A fine and very rare silver-gilt and pictorial enamel Memento Mori singing bird box, by Karl Griesbaum,
Circa 1925,
model number 7A,
Going-barrel movement,
Serial number 1909,
Remember your mortality...
When wound and white enamel infilled bird-form start/stop slide moved to the right, the birds pops up proudly through chased rosehead gilt grille, then
moves metal beak, wings and body from side-to-side to continuous synchronised birdsong.
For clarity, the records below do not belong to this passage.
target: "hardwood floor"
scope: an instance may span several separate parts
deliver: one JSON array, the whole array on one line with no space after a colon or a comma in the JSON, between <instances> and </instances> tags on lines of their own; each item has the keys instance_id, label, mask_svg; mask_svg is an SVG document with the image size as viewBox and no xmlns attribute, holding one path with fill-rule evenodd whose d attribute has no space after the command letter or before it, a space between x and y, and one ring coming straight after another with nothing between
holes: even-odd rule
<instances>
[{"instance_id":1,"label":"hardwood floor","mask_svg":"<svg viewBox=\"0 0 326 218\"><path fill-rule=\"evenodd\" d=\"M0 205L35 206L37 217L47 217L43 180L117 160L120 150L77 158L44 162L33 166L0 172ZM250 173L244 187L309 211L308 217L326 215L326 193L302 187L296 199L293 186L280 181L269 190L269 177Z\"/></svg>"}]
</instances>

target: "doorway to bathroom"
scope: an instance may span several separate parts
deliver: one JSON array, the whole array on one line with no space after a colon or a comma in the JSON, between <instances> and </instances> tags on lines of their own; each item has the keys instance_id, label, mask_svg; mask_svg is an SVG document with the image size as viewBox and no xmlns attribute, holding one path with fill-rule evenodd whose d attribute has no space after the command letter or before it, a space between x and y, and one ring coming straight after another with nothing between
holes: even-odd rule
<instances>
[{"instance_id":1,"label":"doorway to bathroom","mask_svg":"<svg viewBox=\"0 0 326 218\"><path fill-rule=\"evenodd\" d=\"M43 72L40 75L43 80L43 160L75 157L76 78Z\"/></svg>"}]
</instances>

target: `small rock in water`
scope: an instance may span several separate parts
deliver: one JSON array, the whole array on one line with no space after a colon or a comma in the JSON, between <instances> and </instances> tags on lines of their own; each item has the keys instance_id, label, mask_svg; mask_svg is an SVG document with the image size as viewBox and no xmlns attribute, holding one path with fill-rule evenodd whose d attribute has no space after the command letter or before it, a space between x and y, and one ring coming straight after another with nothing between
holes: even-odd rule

The bird with bronze-brown, purple and corn-yellow feathered plumage, chevron-layered green iridescent highlights, and bird reflected from polished silver lid interior, in exceptional silver-gilt case with the painted enamel tribute study of a late spring bird lying beside eggs in nest with grapes and rhubarb bush, main lid with rotting vine fruits tied with ribbons failed from the harvest, single white enamel frame and quatre-line tooled frieze to silver-gilt edge and border, front with plated and dressed lobster which has been set to fester with flies and other insects tucking in to their feast, with opposing blue enamel panels below further blue enamel frieze all with bar engine-turning beneath, hidden key compartment at rear with painted enamel study of further but better looking vine fruits with complimenting blue enamel panels and frieze, white enamel framing, corners of multi-fluted columns with fan cluster capitols, subtle clipper blue enamel highlights, underside with zig-zag dot-wave engraved panel.
4in. wide, 2.3/4in. deep, 1.3/4in. high - (10.2 x 7 x 4.5cm)
Point of interest -
A very unusual subject matter to choose. Memento Mori, or Remember your mortality, suggests that viewers of this box are to be reminded that life as one currently knows it does not last forever - rather a chain of life which dies off in specific stages with the scavengers feeding off parts which are no longer any use. The subtlety of how the artist has completed this brief is to be admired. We nearly missed what was going on until one looks very closely at the detail.
As always, no artist signature appears on the box, but for the quality seen here, it would have been Griesbaum's very best. Not one area shows damage or wear, making this a very rare piece for two obvious reasons.